I have no idea if this was a common practice for men with similar backgrounds, but I'm certain that it was not a unique case, and if this was an even modestly common practice, it would distort the data in this kind of study.

Onur Dincer said...

It is clear that Turkic groups en route to the West were influenced by Iranic groups.

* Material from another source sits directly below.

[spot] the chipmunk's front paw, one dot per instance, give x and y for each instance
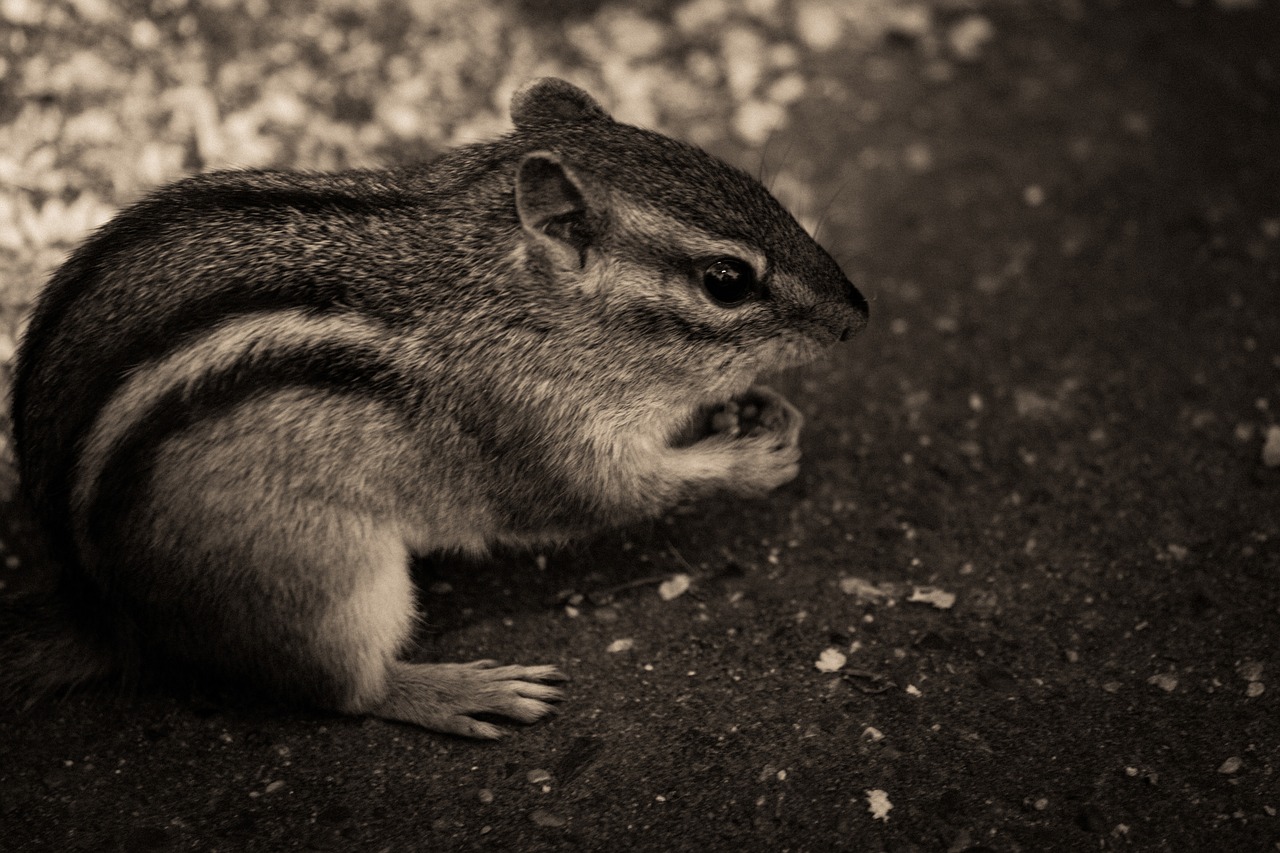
(762, 430)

All of Central Asian Turkic groups have varying amounts of Indo-European origin (Iranic, Tocharian), the most important difference being not the variety of the Indo-European origin (e.g., northern vs. southern or western vs. eastern) but the amount of the Indo-European origin: some of them are very heavily mixed with Indo-Europeans (especially those living in areas only Turkicized during the last 1000 years, e.g., modern day Turkmens of Turkmenistan, who are more descended from Iranic natives of what is now Turkmenistan than they are descended from their original Turkmen ancestors from what is now Kazakhstan, who migrated to what is now Turkmenistan as late as the Seljuq times), and some not so heavily (Altaians, Kyrgyz, Kazakhs, Karakalpaks, Uyghurs and some Uzbeks).

Ron Pavellas said...

Perhaps there is value in this anecdote. My patrilineal subclade is J-241 (J2b1a). We are "Greek". Family history is that an ancestor from around Athens migrated to Romania during one of the 'dispersions' of Greeks by the Ottomans. When Greece gained independence in the early 1820s, descendants of the migrant family returned to Athens. The family name is 'Pavellas', a unique name as far as I know. My second cousin says that the migrant family adopted the name 'Pavel' in Romania and, upon returning to Greece, 'Greekified' it by adding 'las'.

Onur Dincer said...


When your ancestors migrated to Athens from what is now Romania, all Orthodox Christians of the Ottoman Empire were still under the jurisdiction of the Ecumenical Patriarch of Constantinople and considered as part of the same Rum millet according to the Ottoman millet system. Thus your ancestors from what is now Romania may very well have been ethnic Romanians and switched to Greek identity only after migrating to Athens.